HIGH CONTRAST TUMOR IMAGING WITH RADIO-LABELED ANTIBODY FAB FRAGMENTS TAILORED FOR OPTIMIZED PHARMACOKINETICS VIA PASYLATION
Claudia T Mendlerab, Lars Friedricha, Iina Laitinenb, Martin Schlapschya, Markus Schwaigerb, Hans-Jürgen Westerc & Arne Skerraad. (20-01-2015).Taylor & Francis Group, LLC, 2015, DOI: 10.4161/19420862.2014.985522
Research Area A
Although antigen-binding fragments (Fabs) of antibodies constitute established tracers for in vivo radiodiagnostics, their functionality is hampered by a very short circulation half-life. PASylation, the genetic fusion with a long, conformationally disordered amino acid chain comprising Pro, Ala and Ser, provides a convenient way to expand protein size and, consequently, retard renal filtration. Humanized aHER2 and aCD20 Fabs were systematically fused with 100 to 600 PAS residues and produced in E. coli. Cytofluorimetric titration analysis on tumor cell lines confirmed that antigen-binding activities of the parental antibodies were retained. The radio-iodinated PASylated Fabs were studied by positron emission tomography (PET) imaging and biodistribution analysis in mouse tumor xenograft models.
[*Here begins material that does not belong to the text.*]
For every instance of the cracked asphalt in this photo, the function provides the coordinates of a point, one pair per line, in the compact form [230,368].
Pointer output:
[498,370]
While the unmodified aHER2 and aCD20 Fabs showed weak tumor uptake (0.8% and 0.2% ID/g, respectively; 24 h p.i.) tumor-associated radioactivity was boosted with increasing PAS length (up to 9 and 26-fold, respectively), approaching an optimum for Fab-PAS400. Remarkably, 6- and 5-fold higher tumor-to-blood ratios compared with the unmodified Fabs were measured in the biodistribution analysis (48 h p.i.) for aHER2 Fab-PAS100 and Fab-PAS200, respectively. These findings were confirmed by PET studies, showing high imaging contrast in line with tumor-to-blood ratios of 12.2 and 5.7 (24 h p.i.) for aHER2 Fab-PAS100 and Fab-PAS200. Even stronger tumor signals were obtained with the corresponding aCD20 Fabs, both in PET imaging and biodistribution analysis, with an uptake of 2.8% ID/g for Fab-PAS100 vs. 0.24% ID/ g for the unmodified Fab. Hence, by engineering Fabs via PASylation, plasma half-life can be tailored to significantly improve tracer uptake and tumor contrast, thus optimally matching reagent/target interactions.